Kann ja mal ein Mod zu Allgemeines verschieben. Gibt sicher viele Geschädigte die kompetenten Rat suchen


----------



## Reducal (12 Februar 2010)

*AW: Vorsicht vor http://elektronik-direkthandel24.c*m/*



Unregistriert schrieb:


> Gibt sicher viele Geschädigte die kompetenten Rat suchen


Welchen Rat soll man da erteilen? Wer per Vorkasse bezahlt hat, hat Pech gehabt. Allenfalls eine Strafanzeige kann da noch was helfen und dabei der Antrag auf Rückgewinnungshilfe über einen Anwalt. Diskutiert wird dieser Shop ohnehin schon in einem auf solche Fälle spezialisiertem Forum > HIER <.


----------



## Antiscammer (12 Februar 2010)

*AW: Vorsicht vor http://elektronik-direkthandel24.c*m/*

Überdies soll hier ins Ausland überwiesen werden, sagt auch schon jemand im Sat1-Forum.
Vorsorge treffen (einfach mal lesen) - Seite 9 - Sat.1 Forum

Allein da müssten sich jedem eigentlich schon die Zehennägel kräuseln.

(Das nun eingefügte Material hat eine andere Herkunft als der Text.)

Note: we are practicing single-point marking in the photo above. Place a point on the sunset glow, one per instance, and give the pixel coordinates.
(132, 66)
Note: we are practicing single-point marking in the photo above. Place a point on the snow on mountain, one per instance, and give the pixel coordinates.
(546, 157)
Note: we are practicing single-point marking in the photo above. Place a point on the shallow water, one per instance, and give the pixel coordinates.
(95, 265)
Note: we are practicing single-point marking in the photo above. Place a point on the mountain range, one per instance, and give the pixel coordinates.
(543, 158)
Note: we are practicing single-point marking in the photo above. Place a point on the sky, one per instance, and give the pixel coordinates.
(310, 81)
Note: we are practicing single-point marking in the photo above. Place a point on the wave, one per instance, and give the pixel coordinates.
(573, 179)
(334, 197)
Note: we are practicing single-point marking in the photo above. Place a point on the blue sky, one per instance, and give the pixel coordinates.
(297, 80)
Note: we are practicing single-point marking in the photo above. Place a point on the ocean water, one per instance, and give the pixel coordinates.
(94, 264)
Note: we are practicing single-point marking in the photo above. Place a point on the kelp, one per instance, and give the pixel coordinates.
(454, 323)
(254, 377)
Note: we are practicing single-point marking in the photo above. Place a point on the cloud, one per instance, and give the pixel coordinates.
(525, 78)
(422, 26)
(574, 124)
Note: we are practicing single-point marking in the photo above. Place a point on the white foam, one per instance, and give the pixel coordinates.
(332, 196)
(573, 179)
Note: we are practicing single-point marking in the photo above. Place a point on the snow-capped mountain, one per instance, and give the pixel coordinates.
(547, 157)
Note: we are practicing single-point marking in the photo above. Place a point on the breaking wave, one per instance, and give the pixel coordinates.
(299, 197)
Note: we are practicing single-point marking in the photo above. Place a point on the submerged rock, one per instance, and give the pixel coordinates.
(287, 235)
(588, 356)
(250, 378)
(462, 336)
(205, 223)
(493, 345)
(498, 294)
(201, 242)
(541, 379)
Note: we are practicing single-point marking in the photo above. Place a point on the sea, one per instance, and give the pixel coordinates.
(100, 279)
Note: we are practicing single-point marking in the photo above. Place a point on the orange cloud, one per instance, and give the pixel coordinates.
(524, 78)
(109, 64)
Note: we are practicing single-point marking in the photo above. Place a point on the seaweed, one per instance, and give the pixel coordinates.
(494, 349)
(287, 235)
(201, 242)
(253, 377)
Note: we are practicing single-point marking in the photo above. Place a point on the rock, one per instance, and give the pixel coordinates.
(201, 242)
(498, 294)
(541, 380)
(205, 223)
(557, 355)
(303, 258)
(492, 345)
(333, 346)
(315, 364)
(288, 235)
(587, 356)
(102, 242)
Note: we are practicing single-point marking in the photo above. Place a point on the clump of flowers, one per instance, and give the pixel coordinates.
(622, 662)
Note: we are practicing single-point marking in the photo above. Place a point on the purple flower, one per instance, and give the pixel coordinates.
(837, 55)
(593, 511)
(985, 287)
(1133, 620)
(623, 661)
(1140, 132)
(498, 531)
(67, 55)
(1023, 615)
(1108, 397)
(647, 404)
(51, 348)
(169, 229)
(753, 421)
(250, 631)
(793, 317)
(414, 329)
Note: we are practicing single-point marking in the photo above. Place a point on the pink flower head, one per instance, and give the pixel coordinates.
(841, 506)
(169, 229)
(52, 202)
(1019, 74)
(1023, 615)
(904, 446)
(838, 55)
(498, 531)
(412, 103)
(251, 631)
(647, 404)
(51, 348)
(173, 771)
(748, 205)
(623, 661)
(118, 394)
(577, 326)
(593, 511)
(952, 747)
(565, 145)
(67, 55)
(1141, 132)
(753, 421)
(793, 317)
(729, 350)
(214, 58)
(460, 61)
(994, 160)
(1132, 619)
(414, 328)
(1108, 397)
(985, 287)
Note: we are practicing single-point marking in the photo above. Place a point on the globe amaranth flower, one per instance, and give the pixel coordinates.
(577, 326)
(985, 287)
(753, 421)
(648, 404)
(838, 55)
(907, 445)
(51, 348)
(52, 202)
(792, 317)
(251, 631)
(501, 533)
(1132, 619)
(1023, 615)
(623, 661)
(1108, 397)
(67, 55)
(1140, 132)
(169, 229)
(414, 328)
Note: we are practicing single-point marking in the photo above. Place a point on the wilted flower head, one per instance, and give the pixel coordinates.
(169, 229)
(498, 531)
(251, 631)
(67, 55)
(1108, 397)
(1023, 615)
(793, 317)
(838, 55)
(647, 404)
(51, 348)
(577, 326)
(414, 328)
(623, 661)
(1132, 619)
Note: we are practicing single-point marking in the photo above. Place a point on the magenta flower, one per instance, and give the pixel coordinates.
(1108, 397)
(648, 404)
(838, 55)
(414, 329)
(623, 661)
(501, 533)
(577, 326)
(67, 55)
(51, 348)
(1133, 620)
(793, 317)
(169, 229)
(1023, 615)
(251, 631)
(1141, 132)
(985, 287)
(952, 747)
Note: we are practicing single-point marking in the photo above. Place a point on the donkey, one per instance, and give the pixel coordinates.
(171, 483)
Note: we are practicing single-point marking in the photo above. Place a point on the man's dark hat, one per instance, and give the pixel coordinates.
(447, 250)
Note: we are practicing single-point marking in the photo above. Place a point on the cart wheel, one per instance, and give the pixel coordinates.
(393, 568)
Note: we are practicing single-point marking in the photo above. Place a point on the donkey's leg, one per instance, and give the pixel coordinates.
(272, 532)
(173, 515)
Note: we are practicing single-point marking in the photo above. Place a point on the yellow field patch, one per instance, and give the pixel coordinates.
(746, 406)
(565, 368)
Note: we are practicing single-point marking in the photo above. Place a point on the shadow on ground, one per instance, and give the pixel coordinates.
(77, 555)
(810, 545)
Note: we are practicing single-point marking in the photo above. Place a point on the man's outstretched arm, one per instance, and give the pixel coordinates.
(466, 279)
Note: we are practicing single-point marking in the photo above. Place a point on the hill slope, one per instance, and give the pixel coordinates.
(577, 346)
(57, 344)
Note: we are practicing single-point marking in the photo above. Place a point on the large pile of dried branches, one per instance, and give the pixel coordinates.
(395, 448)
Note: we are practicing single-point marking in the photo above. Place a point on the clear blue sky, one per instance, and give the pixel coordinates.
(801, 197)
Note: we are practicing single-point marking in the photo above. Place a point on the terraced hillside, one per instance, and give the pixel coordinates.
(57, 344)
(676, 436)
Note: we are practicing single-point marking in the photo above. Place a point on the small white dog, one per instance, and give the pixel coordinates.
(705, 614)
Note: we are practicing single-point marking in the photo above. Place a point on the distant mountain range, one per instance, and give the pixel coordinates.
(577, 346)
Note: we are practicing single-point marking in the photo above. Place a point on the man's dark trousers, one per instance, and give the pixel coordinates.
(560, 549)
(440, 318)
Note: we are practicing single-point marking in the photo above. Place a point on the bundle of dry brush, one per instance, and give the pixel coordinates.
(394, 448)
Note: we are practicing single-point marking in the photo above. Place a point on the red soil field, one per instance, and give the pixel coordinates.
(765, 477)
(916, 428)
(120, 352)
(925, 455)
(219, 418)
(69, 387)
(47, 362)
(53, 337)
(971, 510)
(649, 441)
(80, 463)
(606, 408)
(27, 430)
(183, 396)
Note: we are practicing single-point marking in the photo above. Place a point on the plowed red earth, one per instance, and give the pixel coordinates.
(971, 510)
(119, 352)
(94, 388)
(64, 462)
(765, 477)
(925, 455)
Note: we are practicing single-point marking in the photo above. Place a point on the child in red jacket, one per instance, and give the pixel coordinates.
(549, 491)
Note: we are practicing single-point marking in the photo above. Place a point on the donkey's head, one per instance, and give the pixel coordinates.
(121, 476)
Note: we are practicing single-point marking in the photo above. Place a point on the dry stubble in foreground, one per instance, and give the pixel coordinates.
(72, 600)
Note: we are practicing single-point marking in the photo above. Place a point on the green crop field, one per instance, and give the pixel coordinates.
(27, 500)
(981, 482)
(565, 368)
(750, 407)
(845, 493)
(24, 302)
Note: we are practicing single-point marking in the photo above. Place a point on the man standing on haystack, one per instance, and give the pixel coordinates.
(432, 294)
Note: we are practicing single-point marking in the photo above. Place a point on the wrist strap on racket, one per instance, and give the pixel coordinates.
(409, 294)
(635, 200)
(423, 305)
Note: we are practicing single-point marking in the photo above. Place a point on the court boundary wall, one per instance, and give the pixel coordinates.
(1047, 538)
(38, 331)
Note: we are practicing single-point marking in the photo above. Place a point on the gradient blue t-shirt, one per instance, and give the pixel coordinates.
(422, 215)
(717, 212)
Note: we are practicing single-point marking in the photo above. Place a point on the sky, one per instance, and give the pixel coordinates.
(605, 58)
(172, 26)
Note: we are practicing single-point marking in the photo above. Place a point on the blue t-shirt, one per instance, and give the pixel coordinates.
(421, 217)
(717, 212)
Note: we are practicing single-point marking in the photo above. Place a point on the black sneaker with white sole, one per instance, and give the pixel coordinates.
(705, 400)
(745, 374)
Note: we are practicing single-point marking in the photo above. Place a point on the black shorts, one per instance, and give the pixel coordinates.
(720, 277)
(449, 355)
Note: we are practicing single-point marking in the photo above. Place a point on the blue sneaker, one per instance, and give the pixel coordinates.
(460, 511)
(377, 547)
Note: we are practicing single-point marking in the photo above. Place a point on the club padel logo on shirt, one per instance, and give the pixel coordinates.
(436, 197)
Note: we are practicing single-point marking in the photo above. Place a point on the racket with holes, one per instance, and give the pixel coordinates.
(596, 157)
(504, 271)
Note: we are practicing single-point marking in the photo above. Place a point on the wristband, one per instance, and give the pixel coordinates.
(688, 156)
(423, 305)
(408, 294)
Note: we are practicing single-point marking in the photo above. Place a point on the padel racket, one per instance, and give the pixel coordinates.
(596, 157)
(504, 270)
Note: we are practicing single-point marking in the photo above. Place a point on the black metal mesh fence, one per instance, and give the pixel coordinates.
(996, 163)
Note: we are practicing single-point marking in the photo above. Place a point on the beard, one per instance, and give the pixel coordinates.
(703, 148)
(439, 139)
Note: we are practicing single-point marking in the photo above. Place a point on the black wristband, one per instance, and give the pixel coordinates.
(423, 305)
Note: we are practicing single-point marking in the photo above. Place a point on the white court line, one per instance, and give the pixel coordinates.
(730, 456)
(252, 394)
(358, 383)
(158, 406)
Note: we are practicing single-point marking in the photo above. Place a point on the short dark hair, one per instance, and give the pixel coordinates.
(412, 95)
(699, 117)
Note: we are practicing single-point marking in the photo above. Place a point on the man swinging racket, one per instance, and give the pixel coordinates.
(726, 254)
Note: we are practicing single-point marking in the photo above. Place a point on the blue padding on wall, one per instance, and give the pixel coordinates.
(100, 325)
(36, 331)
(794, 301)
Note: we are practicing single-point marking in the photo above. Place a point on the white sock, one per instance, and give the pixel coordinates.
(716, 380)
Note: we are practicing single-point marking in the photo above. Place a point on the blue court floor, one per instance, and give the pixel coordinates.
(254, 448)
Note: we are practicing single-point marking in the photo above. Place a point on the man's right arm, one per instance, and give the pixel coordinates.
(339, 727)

Domain mit whois-Protection in Panama registriert, das Netzwerk ebenfalls in Panama gemeldet, der Serverstandort ist jedoch Moskau. 

Das ist alles ein bißchen viel Globalisierung.
Die Chancen, da das Geld jemals wiederzusehen, dürften bei Null liegen.


----------



## jupp11 (12 Februar 2010)

*AW: Vorsicht vor http://elektronik-direkthandel24.c*m/*



Antiscammer schrieb:


> Allein da müssten sich jedem eigentlich schon die Zehennägel kräuseln.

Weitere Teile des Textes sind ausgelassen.